About 30 million Americans, or about 20 percent of taxpayers, deduct mortgage interest from their income taxes, a deduction Realtors and homebuilders argue is a catalyst to home ownership in the United States. According to the most recent IRS tally, nearly 44 million people claim the deduction for state and local taxes in 2014, especially in the high-tax, high-income states of California, New York, New Jersey and Connecticut.

Republicans are determined to overhaul the nation’s tax code after more than three decades, delivering on a top legislative priority for President Donald Trump. Highlighting items that have been modernized since 1986, the last year the tax code was overhauled. Speaker Paul Ryan, R-Wis., made a pitch for reform, saying on Monday, “Just like the rotary phone of the ’80s, the American tax code is seriously outdated.”

The two deductions are in the crosshairs as Republicans look to slash the corporate and individual tax rates, according to congressional aides and strong hints from some lawmakers. The deductions point up how what’s seen by some as a special-deal loophole is embraced by others as a revered middle-class touchstone. That’s a major reason why an overhaul of the tax system — a political imperative for the GOP — is so difficult.

House Republicans, who have been working behind closed doors, are promising to reveal details of their plan next week.

The Trump administration has thrown its weight behind a revamp of the tax system, but Republicans are split on some core issues.

They are divided over whether to add to the nation’s soaring debt with tax cuts. In the Senate, Orrin Hatch, R-Utah, who heads the tax-writing Finance Committee, says his panel won’t be “a rubber stamp” for the House Republicans’ plan. The GOP is at odds over eliminating the deduction for state and local taxes.

There are plenty of GOP lawmakers in Democratic-controlled New York, Connecticut, New Jersey and California, and they’re pushing back. A coalition of 70 lawmakers from blue states — including 20 Republicans — lodged their objection formally to Treasury Secretary Steven Mnuchin.

Repealing the state-local deduction for federal income taxes would subject people to being taxed twice, they say.
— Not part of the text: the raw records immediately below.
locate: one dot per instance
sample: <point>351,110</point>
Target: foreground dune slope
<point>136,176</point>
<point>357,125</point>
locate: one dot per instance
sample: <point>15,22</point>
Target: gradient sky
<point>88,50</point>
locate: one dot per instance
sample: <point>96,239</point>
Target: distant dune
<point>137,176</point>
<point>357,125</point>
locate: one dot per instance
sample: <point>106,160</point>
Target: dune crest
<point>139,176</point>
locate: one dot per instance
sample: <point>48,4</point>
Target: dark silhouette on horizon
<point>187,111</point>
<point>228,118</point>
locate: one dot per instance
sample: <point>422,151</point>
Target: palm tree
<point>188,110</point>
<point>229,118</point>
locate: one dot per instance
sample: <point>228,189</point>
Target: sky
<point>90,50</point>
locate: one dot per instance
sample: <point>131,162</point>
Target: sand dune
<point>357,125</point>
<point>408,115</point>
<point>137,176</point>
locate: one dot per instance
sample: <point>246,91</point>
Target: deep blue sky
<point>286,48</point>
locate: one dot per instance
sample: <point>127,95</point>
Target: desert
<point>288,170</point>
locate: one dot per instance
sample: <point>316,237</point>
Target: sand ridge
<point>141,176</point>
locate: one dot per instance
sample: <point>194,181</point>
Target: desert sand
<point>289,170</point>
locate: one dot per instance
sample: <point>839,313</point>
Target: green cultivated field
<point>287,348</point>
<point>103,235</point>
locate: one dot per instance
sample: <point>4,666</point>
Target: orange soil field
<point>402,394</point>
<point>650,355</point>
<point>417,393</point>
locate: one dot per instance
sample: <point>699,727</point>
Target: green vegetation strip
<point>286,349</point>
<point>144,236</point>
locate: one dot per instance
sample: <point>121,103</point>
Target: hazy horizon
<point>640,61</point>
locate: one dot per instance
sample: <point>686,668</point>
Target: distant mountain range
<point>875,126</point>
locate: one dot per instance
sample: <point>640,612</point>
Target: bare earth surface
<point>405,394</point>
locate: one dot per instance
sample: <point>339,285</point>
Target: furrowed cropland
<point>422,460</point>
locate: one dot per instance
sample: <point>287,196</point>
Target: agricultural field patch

The administration wants the state and local deduction to be eliminated or reduced because, officials say, the federal government shouldn’t be subsidizing states and wealthy households.

The federal deduction for state and local taxes along with the mortgage interest deduction cost the government dearly in lost potential revenue. The state and local benefit, one of the biggest, deprives federal coffers of an estimated $1.3 trillion to $2 trillion over 10 years.

Governors and mayors, as well as big companies that pay state and local property taxes, could coalesce into a potent lobbying force defending the deduction.

The same knock is made by critics against the mortgage interest deduction: that it favors wealthy taxpayers at the expense of people of modest means. The benefit allows homeowners to deduct interest on up to $1 million in mortgage debt. Only about 20 percent of taxpayers deduct mortgage interest from their income taxes. It’s open only to those who itemize deductions, and those taxpayers tend to have higher incomes.

The mortgage interest deduction, costing about $700 billion over a decade, is held up as a booster of homeownership and economic advancement.